After picking it up I drove it for a 30 min , parked it & after sitting for an hour it wouldn’t start, temp gauge still read warm. I’m Wondering if it’s a injector issue?

At any rate I need to find a qualified tech to help me . I’m near Silver Spring, Md.
Thanks for your help
 

trc.rhubarb

Well-known member
You need a signal from the cam sensor to start. Without it, it won't go.
The sensor is right on top of the OM612 to the left of the injectors on the top back of the head and takes about 3-5 minutes to change.
If you have a scope, you can check it but otherwise, you can buy a cheap generic one for short term/emergency use and replace with the real deal if it gets you rolling.

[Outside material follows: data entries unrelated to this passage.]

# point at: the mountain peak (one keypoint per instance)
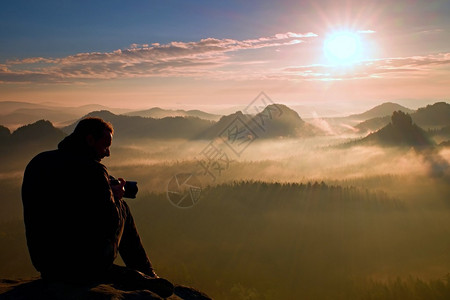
(400, 132)
(384, 109)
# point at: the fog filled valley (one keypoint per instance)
(269, 205)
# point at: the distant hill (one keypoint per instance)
(436, 115)
(373, 124)
(400, 132)
(382, 110)
(371, 120)
(4, 133)
(129, 127)
(275, 121)
(16, 114)
(40, 133)
(159, 113)
(27, 141)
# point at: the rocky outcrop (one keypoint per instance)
(37, 289)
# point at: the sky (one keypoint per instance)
(333, 55)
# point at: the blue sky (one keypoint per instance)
(236, 49)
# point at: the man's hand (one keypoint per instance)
(118, 189)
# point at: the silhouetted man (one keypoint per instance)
(76, 222)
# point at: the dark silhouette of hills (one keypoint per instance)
(40, 132)
(36, 288)
(16, 114)
(373, 124)
(20, 146)
(432, 116)
(382, 110)
(4, 133)
(129, 127)
(435, 115)
(159, 113)
(275, 121)
(370, 120)
(401, 131)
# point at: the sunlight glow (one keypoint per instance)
(343, 48)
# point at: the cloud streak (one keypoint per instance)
(194, 59)
(208, 58)
(403, 67)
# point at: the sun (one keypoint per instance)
(342, 48)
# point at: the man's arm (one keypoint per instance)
(130, 247)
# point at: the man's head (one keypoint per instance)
(96, 134)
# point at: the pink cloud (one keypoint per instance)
(172, 59)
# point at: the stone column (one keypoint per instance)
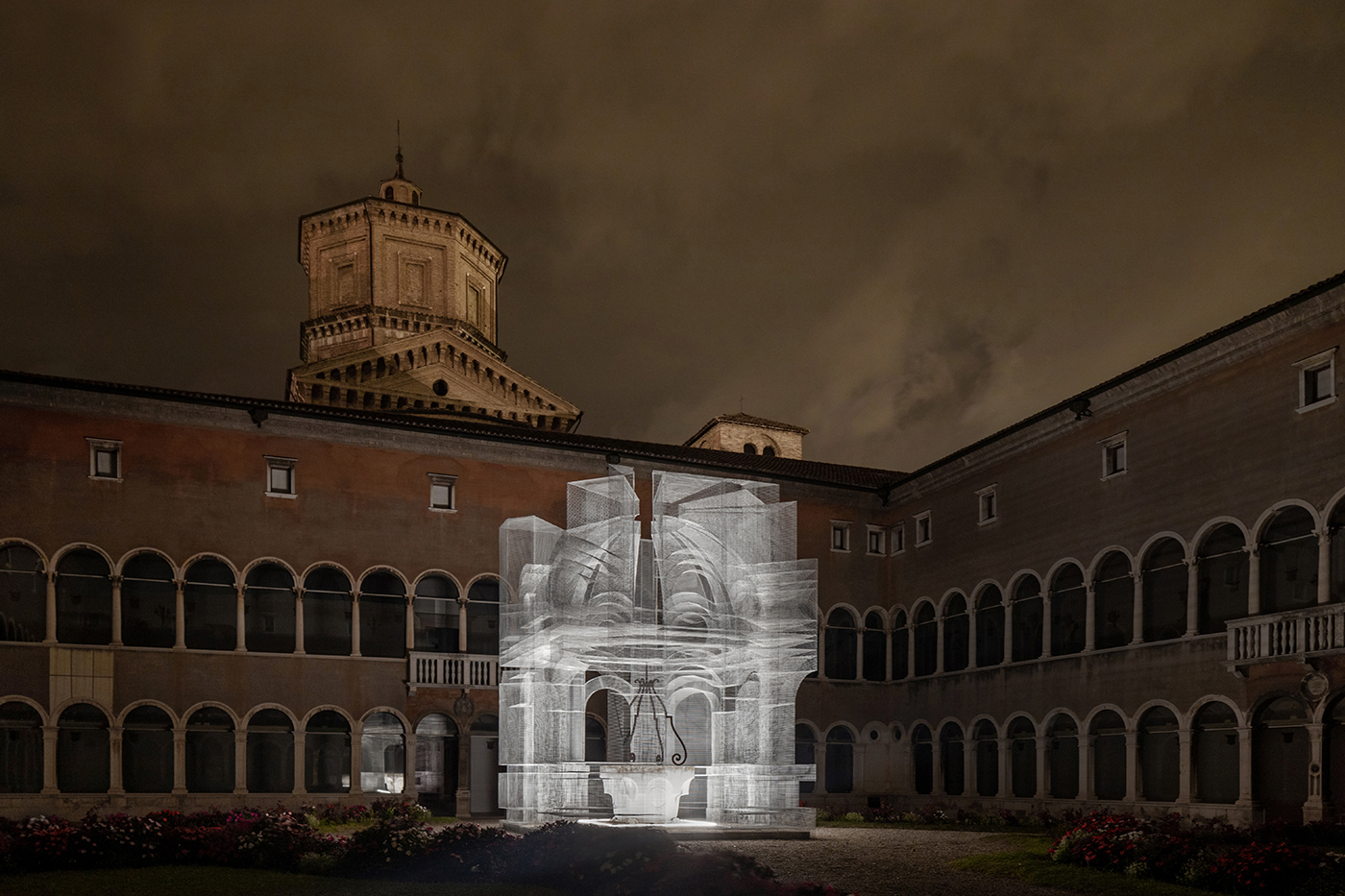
(1324, 566)
(1254, 580)
(354, 624)
(1132, 765)
(51, 607)
(1086, 763)
(49, 759)
(239, 631)
(1192, 596)
(179, 762)
(116, 611)
(1313, 809)
(300, 788)
(239, 761)
(114, 786)
(1042, 785)
(1137, 618)
(299, 619)
(179, 608)
(1089, 617)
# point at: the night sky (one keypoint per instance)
(901, 225)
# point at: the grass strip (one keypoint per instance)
(1026, 860)
(199, 880)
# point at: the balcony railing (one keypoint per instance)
(1295, 634)
(453, 670)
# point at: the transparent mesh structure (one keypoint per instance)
(702, 631)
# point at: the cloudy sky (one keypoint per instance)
(901, 225)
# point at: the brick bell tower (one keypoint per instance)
(403, 316)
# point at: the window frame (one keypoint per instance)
(841, 536)
(104, 447)
(1314, 365)
(288, 465)
(988, 498)
(443, 480)
(1112, 447)
(924, 526)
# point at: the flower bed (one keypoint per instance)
(574, 859)
(1210, 855)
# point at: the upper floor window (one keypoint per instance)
(840, 534)
(988, 506)
(443, 492)
(104, 459)
(1113, 455)
(280, 476)
(1317, 381)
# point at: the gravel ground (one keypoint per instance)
(877, 861)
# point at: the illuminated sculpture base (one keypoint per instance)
(646, 794)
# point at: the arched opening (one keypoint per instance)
(1026, 619)
(988, 758)
(382, 754)
(84, 758)
(271, 752)
(804, 752)
(921, 759)
(147, 751)
(1216, 754)
(1068, 608)
(210, 751)
(210, 606)
(840, 761)
(927, 641)
(1287, 561)
(841, 644)
(20, 748)
(874, 647)
(1113, 601)
(148, 601)
(269, 610)
(951, 757)
(1063, 757)
(23, 596)
(1165, 591)
(436, 615)
(382, 615)
(900, 646)
(990, 627)
(1109, 732)
(436, 761)
(1281, 757)
(483, 617)
(957, 634)
(84, 599)
(327, 754)
(1022, 758)
(1160, 757)
(1221, 579)
(327, 613)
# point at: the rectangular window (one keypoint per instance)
(988, 506)
(280, 476)
(924, 529)
(840, 534)
(104, 459)
(1113, 455)
(1317, 381)
(441, 492)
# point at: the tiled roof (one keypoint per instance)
(782, 469)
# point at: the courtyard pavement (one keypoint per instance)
(881, 861)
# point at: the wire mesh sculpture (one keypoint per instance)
(699, 634)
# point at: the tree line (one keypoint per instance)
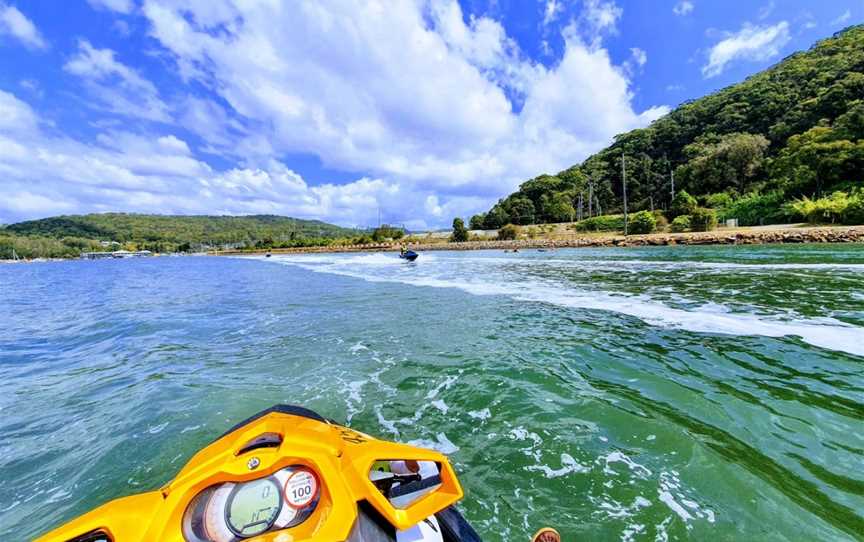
(750, 151)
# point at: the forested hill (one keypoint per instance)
(794, 130)
(141, 228)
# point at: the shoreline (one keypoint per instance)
(757, 235)
(738, 236)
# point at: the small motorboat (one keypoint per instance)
(409, 255)
(288, 473)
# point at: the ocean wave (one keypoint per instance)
(714, 318)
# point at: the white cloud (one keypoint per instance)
(753, 43)
(152, 173)
(15, 115)
(640, 57)
(119, 88)
(121, 6)
(766, 10)
(599, 17)
(441, 113)
(551, 10)
(683, 8)
(843, 18)
(15, 24)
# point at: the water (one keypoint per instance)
(704, 393)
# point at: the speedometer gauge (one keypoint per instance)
(253, 507)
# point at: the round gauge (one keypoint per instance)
(253, 507)
(301, 488)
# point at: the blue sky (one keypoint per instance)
(420, 109)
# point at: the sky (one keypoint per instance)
(414, 111)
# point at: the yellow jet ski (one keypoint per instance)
(290, 475)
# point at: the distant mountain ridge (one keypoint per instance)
(203, 229)
(793, 130)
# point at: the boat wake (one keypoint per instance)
(513, 278)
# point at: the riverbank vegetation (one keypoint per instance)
(69, 236)
(764, 151)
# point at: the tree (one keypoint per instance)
(642, 222)
(558, 207)
(716, 163)
(682, 204)
(477, 222)
(702, 219)
(496, 217)
(508, 232)
(521, 211)
(680, 224)
(460, 232)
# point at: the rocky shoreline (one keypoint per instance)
(755, 236)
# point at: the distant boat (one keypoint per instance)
(409, 255)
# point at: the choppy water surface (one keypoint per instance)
(705, 393)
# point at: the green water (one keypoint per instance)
(704, 393)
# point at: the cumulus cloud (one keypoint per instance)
(551, 10)
(766, 10)
(158, 173)
(753, 43)
(120, 88)
(599, 17)
(14, 23)
(120, 6)
(683, 8)
(843, 18)
(440, 113)
(640, 57)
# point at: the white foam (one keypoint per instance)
(620, 457)
(568, 466)
(481, 415)
(442, 444)
(441, 405)
(825, 333)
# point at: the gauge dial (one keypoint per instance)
(253, 507)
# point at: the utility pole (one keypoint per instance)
(624, 189)
(579, 211)
(672, 181)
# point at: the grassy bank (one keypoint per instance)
(557, 239)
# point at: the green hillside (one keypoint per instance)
(793, 131)
(68, 236)
(124, 227)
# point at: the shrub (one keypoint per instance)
(839, 207)
(601, 223)
(681, 224)
(682, 204)
(702, 219)
(460, 232)
(855, 211)
(642, 222)
(508, 232)
(660, 220)
(754, 209)
(718, 201)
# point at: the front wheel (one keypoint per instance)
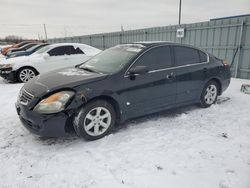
(209, 94)
(95, 120)
(25, 74)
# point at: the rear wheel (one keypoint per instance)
(209, 94)
(95, 120)
(25, 74)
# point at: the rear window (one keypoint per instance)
(186, 55)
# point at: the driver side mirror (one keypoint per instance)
(138, 70)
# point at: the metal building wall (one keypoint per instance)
(225, 38)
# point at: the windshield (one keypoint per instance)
(113, 59)
(42, 50)
(33, 47)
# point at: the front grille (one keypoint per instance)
(25, 97)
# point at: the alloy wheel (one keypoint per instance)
(97, 121)
(211, 94)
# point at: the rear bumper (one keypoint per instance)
(8, 74)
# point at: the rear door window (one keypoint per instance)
(156, 58)
(76, 50)
(186, 55)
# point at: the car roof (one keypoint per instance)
(66, 44)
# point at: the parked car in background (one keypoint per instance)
(46, 59)
(27, 52)
(5, 50)
(121, 83)
(23, 48)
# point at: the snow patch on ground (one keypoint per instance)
(187, 147)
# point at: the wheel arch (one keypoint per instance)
(27, 66)
(113, 102)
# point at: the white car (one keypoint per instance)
(48, 58)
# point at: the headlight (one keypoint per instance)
(4, 66)
(54, 103)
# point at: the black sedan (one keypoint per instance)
(123, 82)
(27, 52)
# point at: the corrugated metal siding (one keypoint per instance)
(221, 37)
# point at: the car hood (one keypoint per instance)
(61, 79)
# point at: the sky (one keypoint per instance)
(80, 17)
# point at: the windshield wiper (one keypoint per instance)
(87, 69)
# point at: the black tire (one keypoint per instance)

Since there's no bubbles, don't touch the fuel filter as long as you're sure there is fuel in the lines; it's not south of the fuel pump but it could be a fuel pressure issue.
The common culprit there is all the way against the firewall on the back of the commonrail and is an easy o-ring change but has to be done 100% by feel.
(I'd hold that thought for now because it's a PiTa to do and you need to wait for parts)

An EGR that is stuck open will prevent starting and you could test by making a temp blockoff plate with a cut soda can. Easy to tell if you remove it and fill the exhaust side of the egr body with carb cleaner... it will fill the "bowl" on the intake side if the valve isn't sealing and may be fixable if it's just crud.

Since it wont start warm, it's not likely to be glow plug

It's not likely mechanical to be so intermittent, so my focus would be electrical and I'd start with that cam sensor.

Lastly, and be sure about this... are you sure there are no bubbles? With the lack of an in tank pump, there always seems to be just a little air in the system but nothing that makes it hard to start.
I'm thinking that maybe there is no fuel vs no bubbles.

Fuel/bubbles - ? seconds?
Cam sensor replacement - 3-5 minutes
EGR - 10 minutes to pull, check and put back


It will likely take you longer to wash up and report back than it will to check out those few things.
 
B

billintomahawk

Guest
When you have the EGR off you could shine a light into the intake manifold. If you see a lot of furry carbon you could suck it out with your shop vac if the extension tube fits in.